Capricorn 35 | Grifols stuck with Biotest acquisition due to restructuring costs
Grifols presented annual results for 2023 last Thursday, reducing net profit by 71.5% compared to the previous year to 59.3 million euros. Such a significant decrease in profit is due, according to the company, to “non-recurring costs in the amount of 147 million euros, mainly related to restructuring costs.”
Renta 4 Banco analyst Alvaro Aristegui claims that “The (net profit) figures were below our expectations and consensus forecasts market as the company reported new extraordinary expenses both internally and at Biotest in the fourth quarter amounting to €48 million.”
Restructuring costs mainly relate to costs incurred by a company when merging with another or buying a competitor, as Grifols did with its German subsidiary Biotest in 2022. A mega-operation through which the Catalan company paid 1.453 million euros -2.000 million, including debt- with the aim of creating the largest private European network of plasma donation centers.
This purchase was intended for Grifols. suspension of dividend payments to its shareholders and an increase in debt by 7.1 times EBITDA. In fact, 2023 ended with a lower leverage ratio to 6.3 times, mainly due to improved EBITDA, but net financial debt increased by 2.5% to 9,420 million.
Biotest is its second-largest subsidiary by revenue: 142 million, a far cry from Biophama’s 523 million.

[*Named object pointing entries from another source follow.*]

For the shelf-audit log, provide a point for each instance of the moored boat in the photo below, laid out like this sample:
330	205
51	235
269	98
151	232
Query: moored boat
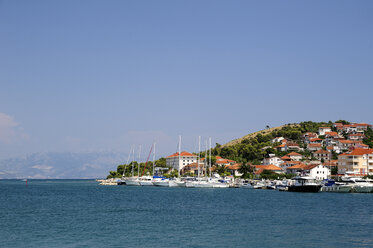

Grifols’ forecasts for 2024 suggest revenue growth of more than 7% year on year, with the support of Biopharmawhich is estimated to grow by 8-10% and adjusted EBITDA will exceed 1,800 million euros. The company ignores its second-largest subsidiary in its forecasts for the current year.
Two years of negative cash flow
According to the Grifols report, operating cash flow increased by 300 million euros, reaching 351 million euros, while Free cash flow will return to positive in the second half of 2023, excluding extraordinary expenses. However, for the year as a whole it is negative and accumulates for two years in a row with red numbers.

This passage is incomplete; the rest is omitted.